Arts & Entertainment
Here comes the judge
Hanson's truth powerful
Originally printed 09/06/2007 (Issue 1536 - Between The Lines News)
District Court Judge Robert B. Hanson of Iowa sent shock waves through the legal community in his home state when he ruled - emphatically - that it is unconstitutional for the state to deny marriage licenses to same-sex couples. His forceful, eloquent and long (63 pages) decision states unequivocally that denying marriage licenses to gay and lesbian couples violates the state constitution's guarantees of "due process and equal protection." He went on to write that as a matter of impact, the law which prohibits issuing licenses to same-sex couples stigmatizes gay families, does damage to their dignity, and harms them in "numerous tangible and intangible respects."
Bravo Judge Hanson! This is the truth that so many opponents of same-sex marriage do not want to have heard. Of course denying marriage to same-sex couples inherently demeans our relationships. It implies, explicitly and implicitly, that same-sex relationships are not worthy of marriage, that it somehow diminishes the very institution of marriage to allow gays and lesbians to join in.
Even some of our so-called supporters stop short of endorsing full marriage rights for same-sex couples. They can accept us as long as we don't try to be "exactly like them," because to them we are not. We are "less than." We are gay. We are tolerated - not fully accepted as equals.

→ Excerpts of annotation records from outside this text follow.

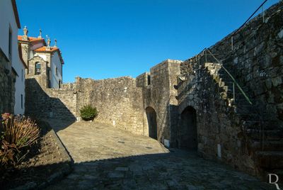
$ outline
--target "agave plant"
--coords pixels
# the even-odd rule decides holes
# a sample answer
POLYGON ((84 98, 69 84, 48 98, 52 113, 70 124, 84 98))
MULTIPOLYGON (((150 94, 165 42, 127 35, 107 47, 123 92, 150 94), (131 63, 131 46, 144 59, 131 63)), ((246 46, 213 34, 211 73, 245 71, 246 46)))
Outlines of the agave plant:
POLYGON ((28 147, 40 137, 40 128, 30 118, 11 118, 2 114, 0 123, 0 163, 2 165, 19 163, 28 152, 28 147))

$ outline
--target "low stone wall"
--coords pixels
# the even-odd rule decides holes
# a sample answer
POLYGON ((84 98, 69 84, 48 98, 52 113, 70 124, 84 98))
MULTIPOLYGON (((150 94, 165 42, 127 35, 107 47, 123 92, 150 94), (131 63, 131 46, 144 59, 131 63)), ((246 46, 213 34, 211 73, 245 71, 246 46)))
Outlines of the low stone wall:
POLYGON ((98 111, 96 121, 144 135, 142 94, 136 80, 125 77, 103 80, 76 79, 77 116, 84 105, 98 111))
POLYGON ((78 77, 75 83, 64 84, 62 89, 46 89, 38 81, 26 79, 28 115, 74 121, 80 117, 80 108, 91 104, 98 111, 96 121, 144 135, 142 94, 136 87, 135 79, 78 77))

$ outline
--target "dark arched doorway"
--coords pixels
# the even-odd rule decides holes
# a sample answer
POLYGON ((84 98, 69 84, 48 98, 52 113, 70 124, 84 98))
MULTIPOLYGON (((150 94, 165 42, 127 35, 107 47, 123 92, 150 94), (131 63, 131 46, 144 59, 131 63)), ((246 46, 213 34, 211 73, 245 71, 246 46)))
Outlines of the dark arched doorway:
POLYGON ((197 150, 197 114, 194 108, 187 106, 182 112, 178 133, 179 148, 197 150))
POLYGON ((151 107, 146 108, 149 137, 157 140, 156 112, 151 107))

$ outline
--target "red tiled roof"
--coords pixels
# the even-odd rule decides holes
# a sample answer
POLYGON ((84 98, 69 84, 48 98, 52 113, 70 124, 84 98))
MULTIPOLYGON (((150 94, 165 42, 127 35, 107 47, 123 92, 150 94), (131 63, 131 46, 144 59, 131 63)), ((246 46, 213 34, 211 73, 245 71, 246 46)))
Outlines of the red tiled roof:
POLYGON ((25 69, 28 69, 28 66, 25 65, 25 62, 23 59, 22 48, 21 48, 20 44, 18 44, 18 56, 20 56, 21 61, 22 62, 23 66, 25 66, 25 69))
POLYGON ((53 52, 54 51, 59 50, 58 48, 50 47, 50 50, 47 50, 46 46, 40 47, 37 49, 35 50, 35 52, 53 52))
POLYGON ((23 40, 23 36, 22 35, 18 35, 18 40, 20 41, 29 41, 29 42, 37 42, 37 41, 45 41, 43 38, 34 38, 34 37, 28 37, 28 40, 23 40))
POLYGON ((13 5, 13 14, 15 15, 16 22, 17 23, 18 28, 21 28, 20 18, 18 17, 18 13, 17 4, 16 4, 16 0, 11 0, 11 2, 13 5))
POLYGON ((61 55, 60 50, 57 47, 50 47, 50 50, 47 49, 47 46, 42 46, 37 49, 35 50, 36 52, 57 52, 59 55, 59 57, 60 58, 62 64, 64 64, 64 60, 61 55))

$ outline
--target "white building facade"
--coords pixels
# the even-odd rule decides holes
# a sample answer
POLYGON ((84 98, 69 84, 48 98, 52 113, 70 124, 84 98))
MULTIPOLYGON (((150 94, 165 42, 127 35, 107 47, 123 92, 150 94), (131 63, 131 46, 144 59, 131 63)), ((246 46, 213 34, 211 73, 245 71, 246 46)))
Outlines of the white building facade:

Hanson spelled out clearly that there are not shades of equality under the constitution. Either you are equal, or you are not. "Through the marriage exclusion," Hanson wrote, "the state devalues and de-legitimizes relationships at the very core of the (same-sex couples') sexual orientation - and expresses, compounds and perpetuates the stigma historically attached to homosexuality, for them and all gay persons."
The institution of marriage, Hanson wrote, is "so woven into the fabric of daily life and so determinative of legal rights and status" that denial of a marriage license "amounts to a badge of inferiority" imposed on gay couples and their children.
Of course, not everyone agrees with Hanson, as we saw the Iowa legislature throw itself into high gear to block same-sex marriages with a proposed constitutional amendment. Only one marriage was performed before the state was able to obtain a stay of the judge's order pending review by the Iowa Supreme Court. It is not likely that Hanson's decision will remain the final word on this issue in Iowa.
But Hanson's decision will remain as one of the clearest and most forthright explanations of the penalties that same-sex couples experience every day; in child care and custody issues, inheritance, health care, property rights and a myriad of other daily events and exchanges that are impacted by someone's marital status. It is foolish to assert that marriage inequality is anything other than that - inequality, period.
We commend Judge Hanson and appreciate his courage in issuing this bold and forward looking decision. Hopefully sometime - in the not too distant future - his decision will be remembered as one with the clarity and courage, expressing the obvious to a doubting public.